Così, a fronte di una straordinaria fama raggiunta negli anni amplificata dal fatto di riunire in sé le cariche di “pittore imperiale” e di “pittore ufficiale della Serenissima” e a fronte di un crescendo inarrestabile di incarichi cui ottemperare, diviene rilevante il ruolo svolto della bottega, avviata nell’alveo
della tradizione veneta ma sulla cui organizzazione interna, sul cui modus operandi, non si erano mai svolte indagini approfondite.
Si entra così in un sistema di produzione articolato, nel quale il problema del rapporto tra maestro ed aiuti (collaboratori, assistenti, apprendisti, garzoni, ecc.) tocca quelli ben più urgenti relativi al concetto di originalità e di imitazione, al gusto estetico e al mercato artistico dell’epoca.
“Bottega” dunque come longa manus del maestro, costituzionalmente predisposta alla resa mimetica delle sue ideazioni, per cui era inutile chiedersi e per molti committenti lo era davvero se l’opera appena acquisita fosse tutta farina del suo sacco; irrilevante supporre in che misura egli vi avesse messo il pennello.
“Bottega dunque come fattore determinante nelle dinamiche di produzione e nella strategia imprenditoriale di Tiziano”.
Quando nel 1531 Tiziano trasferisce l’èquipe in una casa studio affacciata sulla laguna a Biri Grande in cui sono ospitati anche alcuni dei collaboratori più stretti l’attività è fervida e intensa come non mai e richiede un’ulteriore evoluzione nella struttura interna. Per tenere fede alla sua attività
imprenditoriale e agli impegni presi il maestro adotta il sistema delle repliche, creando dei modelli successivamente riproposti e variati: il metodo presupponeva una fase di ricalco e poi l’intervento, o più interventi magari compiuti dallo stesso maestro tesi a diversificare le opere attraverso gli elementi iconografici, i particolari aneddotici e l’ultima mano.
Non semplici copie dunque, ma rielaborazioni ogni volta nuove di un modello, affidate alla bottega nella sua complessità: un’ossatura di base attorno alla quale imbastire combinazione nuove e di
volta in volta variate.
Che Tiziano avesse una chiara visione imprenditoriale della sua attività è dimostrato anche dall’importanza via via maggiore che egli attribuisce alle incisioni come sistema di divulgazione e di promozione delle sue opere. Dopo la collaborazione con vari xilografi tra cui emergono Giovanni Britto e Niccolò Boldrini e la breve esperienza negli anni Trenta con il Gian Giacomo Caraglio, all’inizio degli anni Sessanta Tiziano si accosta all’incisione riproduttiva, facendo riferimento soprattutto a Cornelius Cort; e proprio al 1566 risale la concessione rilasciata a Tiziano dal Consiglio dei Dieci del “privilegio” editoriale (copyright) sulle stampe tratte dai suoi dipinti da Cort e Boldrini: un “diritto d’autore” ante litteram, che frutterà non poco al già benestante Tiziano.
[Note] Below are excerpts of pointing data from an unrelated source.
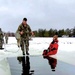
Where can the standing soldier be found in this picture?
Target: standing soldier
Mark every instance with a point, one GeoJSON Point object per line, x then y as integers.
{"type": "Point", "coordinates": [17, 35]}
{"type": "Point", "coordinates": [24, 31]}
{"type": "Point", "coordinates": [6, 37]}
{"type": "Point", "coordinates": [1, 39]}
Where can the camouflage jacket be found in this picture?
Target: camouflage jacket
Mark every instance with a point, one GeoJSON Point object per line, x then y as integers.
{"type": "Point", "coordinates": [1, 35]}
{"type": "Point", "coordinates": [26, 31]}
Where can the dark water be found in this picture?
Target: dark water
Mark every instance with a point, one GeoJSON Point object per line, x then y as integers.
{"type": "Point", "coordinates": [37, 65]}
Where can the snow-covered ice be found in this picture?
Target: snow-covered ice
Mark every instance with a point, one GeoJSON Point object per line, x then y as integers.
{"type": "Point", "coordinates": [66, 51]}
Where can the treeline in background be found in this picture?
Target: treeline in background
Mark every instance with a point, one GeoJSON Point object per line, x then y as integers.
{"type": "Point", "coordinates": [50, 33]}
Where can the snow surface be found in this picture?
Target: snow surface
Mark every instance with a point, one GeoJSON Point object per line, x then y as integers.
{"type": "Point", "coordinates": [66, 51]}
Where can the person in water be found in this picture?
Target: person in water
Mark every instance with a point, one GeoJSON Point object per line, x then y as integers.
{"type": "Point", "coordinates": [53, 47]}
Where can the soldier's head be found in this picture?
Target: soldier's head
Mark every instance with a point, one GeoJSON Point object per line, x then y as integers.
{"type": "Point", "coordinates": [0, 29]}
{"type": "Point", "coordinates": [24, 21]}
{"type": "Point", "coordinates": [55, 37]}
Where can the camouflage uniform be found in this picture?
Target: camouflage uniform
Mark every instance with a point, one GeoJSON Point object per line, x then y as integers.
{"type": "Point", "coordinates": [25, 37]}
{"type": "Point", "coordinates": [17, 35]}
{"type": "Point", "coordinates": [1, 39]}
{"type": "Point", "coordinates": [6, 38]}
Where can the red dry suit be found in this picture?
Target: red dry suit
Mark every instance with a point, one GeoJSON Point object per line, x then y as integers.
{"type": "Point", "coordinates": [53, 48]}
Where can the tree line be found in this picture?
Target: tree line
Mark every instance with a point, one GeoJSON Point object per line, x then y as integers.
{"type": "Point", "coordinates": [50, 33]}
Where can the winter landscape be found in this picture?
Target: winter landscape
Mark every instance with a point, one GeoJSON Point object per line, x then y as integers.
{"type": "Point", "coordinates": [66, 51]}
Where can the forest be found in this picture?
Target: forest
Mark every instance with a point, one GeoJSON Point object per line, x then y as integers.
{"type": "Point", "coordinates": [50, 33]}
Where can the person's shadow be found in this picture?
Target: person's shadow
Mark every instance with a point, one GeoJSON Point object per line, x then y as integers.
{"type": "Point", "coordinates": [52, 62]}
{"type": "Point", "coordinates": [25, 65]}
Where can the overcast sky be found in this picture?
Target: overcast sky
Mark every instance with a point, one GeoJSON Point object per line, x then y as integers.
{"type": "Point", "coordinates": [46, 14]}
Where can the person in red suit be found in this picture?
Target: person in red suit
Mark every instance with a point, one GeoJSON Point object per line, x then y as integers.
{"type": "Point", "coordinates": [53, 47]}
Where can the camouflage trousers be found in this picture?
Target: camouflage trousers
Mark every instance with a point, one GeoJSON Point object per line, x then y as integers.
{"type": "Point", "coordinates": [24, 45]}
{"type": "Point", "coordinates": [18, 42]}
{"type": "Point", "coordinates": [1, 43]}
{"type": "Point", "coordinates": [6, 41]}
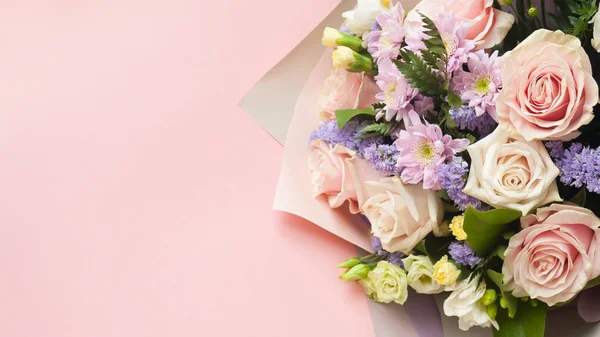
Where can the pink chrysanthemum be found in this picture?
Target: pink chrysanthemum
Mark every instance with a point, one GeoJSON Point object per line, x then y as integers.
{"type": "Point", "coordinates": [397, 95]}
{"type": "Point", "coordinates": [453, 35]}
{"type": "Point", "coordinates": [481, 84]}
{"type": "Point", "coordinates": [385, 43]}
{"type": "Point", "coordinates": [423, 149]}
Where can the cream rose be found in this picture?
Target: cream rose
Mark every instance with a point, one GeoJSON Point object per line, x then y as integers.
{"type": "Point", "coordinates": [487, 26]}
{"type": "Point", "coordinates": [420, 275]}
{"type": "Point", "coordinates": [465, 303]}
{"type": "Point", "coordinates": [401, 215]}
{"type": "Point", "coordinates": [346, 90]}
{"type": "Point", "coordinates": [555, 254]}
{"type": "Point", "coordinates": [389, 283]}
{"type": "Point", "coordinates": [507, 172]}
{"type": "Point", "coordinates": [549, 91]}
{"type": "Point", "coordinates": [338, 174]}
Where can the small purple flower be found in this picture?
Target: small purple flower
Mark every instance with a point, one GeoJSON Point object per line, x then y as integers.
{"type": "Point", "coordinates": [454, 35]}
{"type": "Point", "coordinates": [384, 41]}
{"type": "Point", "coordinates": [452, 178]}
{"type": "Point", "coordinates": [579, 165]}
{"type": "Point", "coordinates": [467, 119]}
{"type": "Point", "coordinates": [397, 95]}
{"type": "Point", "coordinates": [463, 255]}
{"type": "Point", "coordinates": [383, 158]}
{"type": "Point", "coordinates": [423, 149]}
{"type": "Point", "coordinates": [481, 84]}
{"type": "Point", "coordinates": [348, 136]}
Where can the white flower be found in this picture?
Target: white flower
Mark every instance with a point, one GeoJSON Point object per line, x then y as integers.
{"type": "Point", "coordinates": [420, 273]}
{"type": "Point", "coordinates": [465, 303]}
{"type": "Point", "coordinates": [510, 172]}
{"type": "Point", "coordinates": [596, 39]}
{"type": "Point", "coordinates": [389, 283]}
{"type": "Point", "coordinates": [361, 18]}
{"type": "Point", "coordinates": [401, 215]}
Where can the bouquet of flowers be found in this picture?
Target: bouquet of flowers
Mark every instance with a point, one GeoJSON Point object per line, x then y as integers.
{"type": "Point", "coordinates": [463, 132]}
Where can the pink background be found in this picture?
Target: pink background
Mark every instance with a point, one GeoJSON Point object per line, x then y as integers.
{"type": "Point", "coordinates": [135, 195]}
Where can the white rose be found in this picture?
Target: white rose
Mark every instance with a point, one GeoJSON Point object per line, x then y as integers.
{"type": "Point", "coordinates": [389, 283]}
{"type": "Point", "coordinates": [401, 215]}
{"type": "Point", "coordinates": [465, 303]}
{"type": "Point", "coordinates": [420, 273]}
{"type": "Point", "coordinates": [507, 172]}
{"type": "Point", "coordinates": [596, 39]}
{"type": "Point", "coordinates": [361, 18]}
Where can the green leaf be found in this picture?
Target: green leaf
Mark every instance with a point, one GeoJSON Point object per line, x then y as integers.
{"type": "Point", "coordinates": [376, 129]}
{"type": "Point", "coordinates": [580, 197]}
{"type": "Point", "coordinates": [436, 247]}
{"type": "Point", "coordinates": [592, 283]}
{"type": "Point", "coordinates": [343, 116]}
{"type": "Point", "coordinates": [484, 229]}
{"type": "Point", "coordinates": [454, 99]}
{"type": "Point", "coordinates": [419, 74]}
{"type": "Point", "coordinates": [511, 302]}
{"type": "Point", "coordinates": [530, 321]}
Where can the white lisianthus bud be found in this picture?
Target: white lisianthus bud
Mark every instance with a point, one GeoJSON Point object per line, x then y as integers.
{"type": "Point", "coordinates": [420, 275]}
{"type": "Point", "coordinates": [346, 58]}
{"type": "Point", "coordinates": [389, 283]}
{"type": "Point", "coordinates": [465, 303]}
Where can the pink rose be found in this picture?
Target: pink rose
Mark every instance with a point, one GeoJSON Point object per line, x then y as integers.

Anche la scelta del maestro di possedere una propria “impresa” rientra in questa logica: uno stemma che raffigura un’orsa che, leccandolo, dà forma al suo cucciolo (altrimenti informe secondo la leggenda) e che reca in alto la scritta “Natura potentior Ars”, a sottolineare il ruolo del pittore che con la sua arte modella la materia grezza della natura.
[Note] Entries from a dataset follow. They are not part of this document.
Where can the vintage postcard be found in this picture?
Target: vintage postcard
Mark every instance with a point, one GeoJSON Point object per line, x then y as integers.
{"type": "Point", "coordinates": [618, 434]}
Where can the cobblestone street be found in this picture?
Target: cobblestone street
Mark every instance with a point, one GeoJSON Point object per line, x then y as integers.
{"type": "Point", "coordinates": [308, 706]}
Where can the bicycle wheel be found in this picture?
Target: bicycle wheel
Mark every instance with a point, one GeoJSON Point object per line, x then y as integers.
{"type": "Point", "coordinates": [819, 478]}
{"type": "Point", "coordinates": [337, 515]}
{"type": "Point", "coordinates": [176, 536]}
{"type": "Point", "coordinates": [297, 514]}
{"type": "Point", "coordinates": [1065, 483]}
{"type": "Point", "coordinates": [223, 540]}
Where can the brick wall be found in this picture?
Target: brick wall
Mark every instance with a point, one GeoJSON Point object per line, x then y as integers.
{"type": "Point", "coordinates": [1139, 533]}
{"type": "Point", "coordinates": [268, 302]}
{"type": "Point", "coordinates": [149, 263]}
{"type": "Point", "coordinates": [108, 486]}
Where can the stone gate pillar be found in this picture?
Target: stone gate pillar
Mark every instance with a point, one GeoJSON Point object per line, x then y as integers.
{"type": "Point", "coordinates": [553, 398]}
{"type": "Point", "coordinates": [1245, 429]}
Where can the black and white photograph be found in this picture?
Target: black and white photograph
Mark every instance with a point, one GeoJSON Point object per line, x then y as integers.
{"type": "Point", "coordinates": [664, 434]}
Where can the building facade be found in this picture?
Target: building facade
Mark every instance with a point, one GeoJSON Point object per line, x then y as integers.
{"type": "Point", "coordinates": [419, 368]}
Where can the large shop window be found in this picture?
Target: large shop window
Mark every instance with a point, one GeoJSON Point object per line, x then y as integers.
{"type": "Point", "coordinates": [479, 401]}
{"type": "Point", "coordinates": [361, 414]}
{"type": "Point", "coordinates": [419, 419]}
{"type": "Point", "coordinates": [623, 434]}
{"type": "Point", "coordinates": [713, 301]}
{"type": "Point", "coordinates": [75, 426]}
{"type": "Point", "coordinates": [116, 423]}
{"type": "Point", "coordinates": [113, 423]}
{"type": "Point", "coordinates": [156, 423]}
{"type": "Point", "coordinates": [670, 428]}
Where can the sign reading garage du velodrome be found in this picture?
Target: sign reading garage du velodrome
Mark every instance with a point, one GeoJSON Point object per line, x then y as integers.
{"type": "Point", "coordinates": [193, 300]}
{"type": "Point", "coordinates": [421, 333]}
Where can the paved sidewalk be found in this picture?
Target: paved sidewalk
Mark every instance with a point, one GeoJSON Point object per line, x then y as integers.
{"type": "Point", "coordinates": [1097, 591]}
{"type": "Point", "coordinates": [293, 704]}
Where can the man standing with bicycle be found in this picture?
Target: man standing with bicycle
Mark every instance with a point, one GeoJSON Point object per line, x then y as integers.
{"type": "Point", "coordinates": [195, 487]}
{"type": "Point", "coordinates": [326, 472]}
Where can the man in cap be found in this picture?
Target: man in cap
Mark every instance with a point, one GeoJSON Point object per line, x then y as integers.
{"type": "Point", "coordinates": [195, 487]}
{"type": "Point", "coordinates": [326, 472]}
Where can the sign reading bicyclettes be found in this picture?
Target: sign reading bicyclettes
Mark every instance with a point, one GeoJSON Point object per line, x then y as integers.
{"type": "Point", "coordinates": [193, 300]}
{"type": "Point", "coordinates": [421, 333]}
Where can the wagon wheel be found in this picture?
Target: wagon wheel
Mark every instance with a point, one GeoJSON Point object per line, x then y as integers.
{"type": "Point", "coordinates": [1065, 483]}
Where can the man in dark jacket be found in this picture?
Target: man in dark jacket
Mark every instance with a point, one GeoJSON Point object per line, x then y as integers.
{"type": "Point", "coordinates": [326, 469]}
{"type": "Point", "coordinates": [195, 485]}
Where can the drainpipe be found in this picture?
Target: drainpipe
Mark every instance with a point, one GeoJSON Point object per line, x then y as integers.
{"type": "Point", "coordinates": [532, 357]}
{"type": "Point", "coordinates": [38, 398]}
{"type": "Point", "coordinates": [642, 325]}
Il rapporto comunque tra il maestro e il suo àtelier diventa ancora più stretto nell’ultimo ventennio e dunque proprio nella fase indagata dalla mostra.
La ridotta cerchia di collaboratori Orazio, il nipote Marco, Valerio Zuccato e un pittore tedesco, ancora piuttosto oscuro, di cui l’esposizione dà testimonianza proponendo l’unico dipinto fino ad ora noto, Emmanuel Amberger figlio di un maestro celeberrimo e di interesse estremo, Christoph che ebbe un rapporto con Tiziano nel corso del suo primo soggiorno ad Augusta costituisce un vero e proprio clan che condivide interessi e dividendi, agendo di comune accordo sotto le direttive dell’anziano maestro.